Price Class Performance in Greater Fort Worth
The major multifamily story for the Greater Fort Worth area over the last couple of years is the volume of new supply that has been delivered. Because new properties at the top of the market affect the classification of existing properties, the impact of new units is felt across the board. Let’s have a look at the last five year-over-year periods, as of the end of April.
ALN assigns a price classification* of A, B, C, or D based on each property’s market percentile for average effective rent. Only conventional properties with at least 50 units will be included in the figures below.
Price Class A
More than 11,500 new units comprising 46 new properties have been added to this group in the last five years. For some perspective on that, there were only about 12,500 units in 52 Class A properties total in April of 2014. Net absorption** has been strong in this price class over the last 12 months, with more than 3,100 newly rented units. That’s nearly double the total for any of the other 12-month periods over the last five years and follows the nearly 1,800 absorbed units from the prior 12 months.
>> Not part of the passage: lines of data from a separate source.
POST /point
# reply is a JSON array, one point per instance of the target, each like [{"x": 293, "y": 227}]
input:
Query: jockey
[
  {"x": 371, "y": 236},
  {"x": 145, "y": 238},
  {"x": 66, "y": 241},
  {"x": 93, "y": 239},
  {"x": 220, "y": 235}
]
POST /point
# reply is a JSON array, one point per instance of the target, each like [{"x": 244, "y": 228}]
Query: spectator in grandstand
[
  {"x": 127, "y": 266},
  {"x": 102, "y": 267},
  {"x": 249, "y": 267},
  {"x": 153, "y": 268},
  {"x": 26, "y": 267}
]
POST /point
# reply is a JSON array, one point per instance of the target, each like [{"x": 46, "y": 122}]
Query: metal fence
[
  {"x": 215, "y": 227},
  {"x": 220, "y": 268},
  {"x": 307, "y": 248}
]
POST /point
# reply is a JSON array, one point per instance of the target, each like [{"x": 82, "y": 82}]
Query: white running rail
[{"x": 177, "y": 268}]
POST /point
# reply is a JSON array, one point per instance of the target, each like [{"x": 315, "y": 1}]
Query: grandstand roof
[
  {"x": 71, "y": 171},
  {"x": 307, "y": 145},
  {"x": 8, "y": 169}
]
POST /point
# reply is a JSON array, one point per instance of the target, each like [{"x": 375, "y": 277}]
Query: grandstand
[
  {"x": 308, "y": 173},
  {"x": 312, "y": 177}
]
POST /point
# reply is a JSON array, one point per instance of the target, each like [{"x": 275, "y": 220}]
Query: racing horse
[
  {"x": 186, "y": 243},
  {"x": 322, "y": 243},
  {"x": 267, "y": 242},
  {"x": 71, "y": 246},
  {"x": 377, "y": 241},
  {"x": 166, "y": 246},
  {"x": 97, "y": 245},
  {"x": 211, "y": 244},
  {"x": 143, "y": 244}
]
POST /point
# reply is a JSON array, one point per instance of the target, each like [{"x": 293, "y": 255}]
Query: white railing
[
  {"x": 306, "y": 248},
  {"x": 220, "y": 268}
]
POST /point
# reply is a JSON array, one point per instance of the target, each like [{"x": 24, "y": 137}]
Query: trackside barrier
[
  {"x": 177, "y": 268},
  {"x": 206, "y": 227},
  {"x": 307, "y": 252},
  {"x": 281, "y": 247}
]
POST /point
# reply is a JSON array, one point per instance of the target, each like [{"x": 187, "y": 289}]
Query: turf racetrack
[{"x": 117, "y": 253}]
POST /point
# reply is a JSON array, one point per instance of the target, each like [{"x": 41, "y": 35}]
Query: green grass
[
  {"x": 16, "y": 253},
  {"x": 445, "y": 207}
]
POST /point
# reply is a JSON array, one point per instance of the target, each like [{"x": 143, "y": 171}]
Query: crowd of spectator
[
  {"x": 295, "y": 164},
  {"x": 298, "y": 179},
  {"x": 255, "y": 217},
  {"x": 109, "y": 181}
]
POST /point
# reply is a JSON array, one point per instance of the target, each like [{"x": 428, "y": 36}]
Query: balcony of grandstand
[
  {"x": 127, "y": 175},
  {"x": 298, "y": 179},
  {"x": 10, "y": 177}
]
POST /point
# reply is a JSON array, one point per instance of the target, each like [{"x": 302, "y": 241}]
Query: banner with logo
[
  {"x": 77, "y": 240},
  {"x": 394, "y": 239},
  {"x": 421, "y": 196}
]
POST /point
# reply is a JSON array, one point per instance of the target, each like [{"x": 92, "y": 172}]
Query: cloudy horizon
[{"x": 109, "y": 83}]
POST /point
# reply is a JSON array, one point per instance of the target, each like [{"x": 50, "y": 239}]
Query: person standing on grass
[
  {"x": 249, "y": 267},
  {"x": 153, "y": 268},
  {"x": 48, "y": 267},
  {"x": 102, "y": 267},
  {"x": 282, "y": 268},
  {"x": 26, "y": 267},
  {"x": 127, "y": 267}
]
Despite this strong demand, the pace of new supply has easily outpaced it. The result is an average occupancy in this top price class of about 78% to end April 2019. That low average occupancy is after a year-over-year decline in four of the last five years including annual retractions of at least 3% in the last 36 months.
Over the last five years, the average effective rent per unit for a Class A unit has gone up by about $300 per month. As of the end of April, the average effective rent was up to just over $1,400 per month. Rents have jumped by nearly 7% since April 2018, surpassed only by the 7.5% growth between April 2016 and April 2017. Interestingly, in the 12-month period in between, from April 2017 to April 2018, Class A properties managed less than 1% rent appreciation thanks to a large expansion in the number of properties offering a rent concession.
Price Class B
Price Class B has also seen a decline in average occupancy, but only by about 3%. This group ended April 2019 at just above 90% for average occupancy—a decline of about 1.5% year-over-year. Net absorption has been strong, with the last two 12-month periods combining for just under 2,000 newly rented units.
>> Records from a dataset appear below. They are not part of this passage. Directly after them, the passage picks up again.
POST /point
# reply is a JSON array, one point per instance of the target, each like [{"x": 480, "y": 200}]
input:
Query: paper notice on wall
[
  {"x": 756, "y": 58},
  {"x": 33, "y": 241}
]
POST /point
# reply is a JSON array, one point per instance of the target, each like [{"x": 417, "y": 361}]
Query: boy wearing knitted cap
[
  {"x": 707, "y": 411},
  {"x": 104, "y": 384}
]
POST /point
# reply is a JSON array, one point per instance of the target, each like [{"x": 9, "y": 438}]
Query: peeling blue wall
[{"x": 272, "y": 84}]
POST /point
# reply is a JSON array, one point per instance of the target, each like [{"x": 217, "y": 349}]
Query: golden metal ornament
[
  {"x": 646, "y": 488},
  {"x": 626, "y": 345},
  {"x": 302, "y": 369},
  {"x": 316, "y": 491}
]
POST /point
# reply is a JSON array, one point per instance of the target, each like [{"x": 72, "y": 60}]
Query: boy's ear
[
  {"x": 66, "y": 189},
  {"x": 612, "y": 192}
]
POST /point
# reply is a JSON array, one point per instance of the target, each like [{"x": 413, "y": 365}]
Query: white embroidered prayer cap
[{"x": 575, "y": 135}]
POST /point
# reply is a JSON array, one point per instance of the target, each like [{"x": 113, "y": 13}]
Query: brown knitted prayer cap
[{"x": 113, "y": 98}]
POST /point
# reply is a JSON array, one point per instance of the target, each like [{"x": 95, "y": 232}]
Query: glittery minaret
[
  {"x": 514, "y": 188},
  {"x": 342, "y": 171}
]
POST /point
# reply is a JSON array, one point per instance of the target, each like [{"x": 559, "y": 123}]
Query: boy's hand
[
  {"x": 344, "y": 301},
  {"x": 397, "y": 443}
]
Effective rent growth in this price class has outpaced that of the top tier in the last five years. The average 12-month growth rate is about 5.7%, with no period below 3.5%. In terms of dollars, average monthly rent has increased by almost $300 per unit since April 2014. As of the end of April 2019, the average effective rent for Class B properties sits at about $1,200 per month. Unlike Class A properties, fewer Class B tier properties are currently offering a rent concession than in prior years. In fact, around one-third of Class B properties were offering a discount in April of 2014. That is now down to about 15%.
Price Classes C & D
Average occupancy in Class C has been remarkably stable for the last five years. After a 30-basis point increase during that time, average occupancy ended April at just over 94%. For Class D properties, the average 12-month fluctuation is slightly larger, and the result has been an increase of a little more than 2% in average occupancy since April 2014—ending up at just above 93%. Net absorption stands at about 1,500 units and 1,200 units respectively for the Class C and Class D categories, but each has experienced a loss in net rented units over the last 24-months.
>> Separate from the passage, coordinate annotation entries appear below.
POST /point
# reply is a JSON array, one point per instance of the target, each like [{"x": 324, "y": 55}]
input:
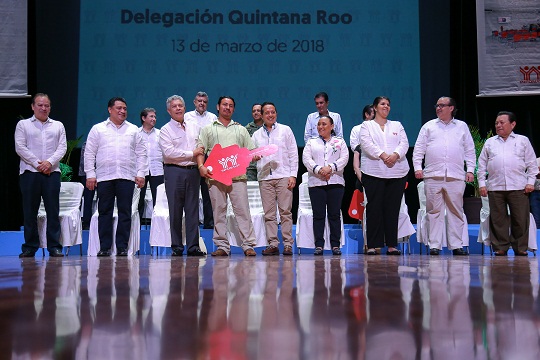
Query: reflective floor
[{"x": 301, "y": 307}]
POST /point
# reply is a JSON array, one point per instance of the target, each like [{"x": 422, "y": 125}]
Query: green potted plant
[
  {"x": 66, "y": 170},
  {"x": 473, "y": 204}
]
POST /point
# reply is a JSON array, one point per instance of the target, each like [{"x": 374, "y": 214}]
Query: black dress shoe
[
  {"x": 103, "y": 253},
  {"x": 393, "y": 252},
  {"x": 177, "y": 252},
  {"x": 27, "y": 253},
  {"x": 196, "y": 252},
  {"x": 56, "y": 253},
  {"x": 459, "y": 252}
]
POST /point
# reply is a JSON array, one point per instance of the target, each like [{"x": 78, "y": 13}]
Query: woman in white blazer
[
  {"x": 384, "y": 167},
  {"x": 325, "y": 156}
]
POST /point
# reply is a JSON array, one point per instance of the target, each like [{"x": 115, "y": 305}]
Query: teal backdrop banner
[{"x": 254, "y": 51}]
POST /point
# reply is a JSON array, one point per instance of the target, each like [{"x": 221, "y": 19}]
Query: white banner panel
[
  {"x": 508, "y": 33},
  {"x": 13, "y": 45}
]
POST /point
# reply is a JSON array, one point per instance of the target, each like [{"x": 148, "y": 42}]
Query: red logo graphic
[{"x": 526, "y": 71}]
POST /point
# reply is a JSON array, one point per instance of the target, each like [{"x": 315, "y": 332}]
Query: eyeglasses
[{"x": 440, "y": 106}]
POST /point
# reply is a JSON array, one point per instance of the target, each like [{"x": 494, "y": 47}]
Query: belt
[{"x": 189, "y": 167}]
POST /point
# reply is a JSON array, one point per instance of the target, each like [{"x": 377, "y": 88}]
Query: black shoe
[
  {"x": 56, "y": 253},
  {"x": 459, "y": 252},
  {"x": 27, "y": 253},
  {"x": 177, "y": 252},
  {"x": 196, "y": 252},
  {"x": 104, "y": 253},
  {"x": 270, "y": 250}
]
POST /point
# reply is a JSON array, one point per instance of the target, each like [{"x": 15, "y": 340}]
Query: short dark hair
[
  {"x": 321, "y": 94},
  {"x": 453, "y": 103},
  {"x": 226, "y": 97},
  {"x": 367, "y": 109},
  {"x": 378, "y": 99},
  {"x": 39, "y": 95},
  {"x": 144, "y": 113},
  {"x": 267, "y": 103},
  {"x": 511, "y": 116},
  {"x": 201, "y": 94},
  {"x": 115, "y": 99},
  {"x": 331, "y": 122}
]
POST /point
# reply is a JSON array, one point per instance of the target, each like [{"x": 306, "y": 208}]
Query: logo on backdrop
[
  {"x": 232, "y": 159},
  {"x": 530, "y": 71}
]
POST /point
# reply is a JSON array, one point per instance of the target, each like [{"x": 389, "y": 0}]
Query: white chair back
[
  {"x": 254, "y": 197},
  {"x": 421, "y": 195},
  {"x": 303, "y": 192},
  {"x": 70, "y": 196},
  {"x": 161, "y": 200}
]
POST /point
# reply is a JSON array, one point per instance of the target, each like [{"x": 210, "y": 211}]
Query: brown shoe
[
  {"x": 219, "y": 252},
  {"x": 287, "y": 250},
  {"x": 270, "y": 250}
]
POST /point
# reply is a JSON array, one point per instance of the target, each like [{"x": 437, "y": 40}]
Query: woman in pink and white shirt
[
  {"x": 384, "y": 174},
  {"x": 325, "y": 156}
]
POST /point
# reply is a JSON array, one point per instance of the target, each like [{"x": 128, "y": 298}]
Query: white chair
[
  {"x": 148, "y": 204},
  {"x": 257, "y": 217},
  {"x": 135, "y": 233},
  {"x": 160, "y": 231},
  {"x": 69, "y": 215},
  {"x": 304, "y": 221},
  {"x": 484, "y": 232},
  {"x": 405, "y": 227},
  {"x": 422, "y": 224}
]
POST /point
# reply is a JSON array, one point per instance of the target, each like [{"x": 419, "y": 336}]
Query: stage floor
[{"x": 299, "y": 307}]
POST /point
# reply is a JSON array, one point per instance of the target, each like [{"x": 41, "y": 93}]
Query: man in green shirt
[
  {"x": 225, "y": 131},
  {"x": 253, "y": 126}
]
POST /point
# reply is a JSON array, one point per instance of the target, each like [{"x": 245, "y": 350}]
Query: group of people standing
[{"x": 119, "y": 156}]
Both classifications managed about 6% average effective rent growth for the last five annual periods, but much of that growth came from 2014 to 2017. The fact that 2017 was also when the volume of new construction deliveries increased substantially certainly isn’t a coincidence. The average effective rent per unit amongst Class C properties ended April at just over $1,000 per month, while that figure is just under $900 per month for the bottom tier.
At the top of the market, demand remains strong and on an upward trajectory but continues to fall short of the pace of new supply. This has had a strong impact on average occupancy, but effective rent growth remains robust. Demand is healthy in Class B based on rent growth, sparse concessions, and high absorption. It certainly appears as though it’s this category that operates in the sweet spot for residents at the moment.
Rent growth has slowed lately in the lower two tiers. This isn’t surprising, as rents have appreciated more than 30% in both Class C and Class D over the last five years. Average occupancy remains good, but we are now seeing concessions creep back in.
New deliveries are going to continue putting pressure on occupancies, and the Greater Fort Worth area now looks to be somewhat sensitive to any reductions in demand or negative macroeconomic changes.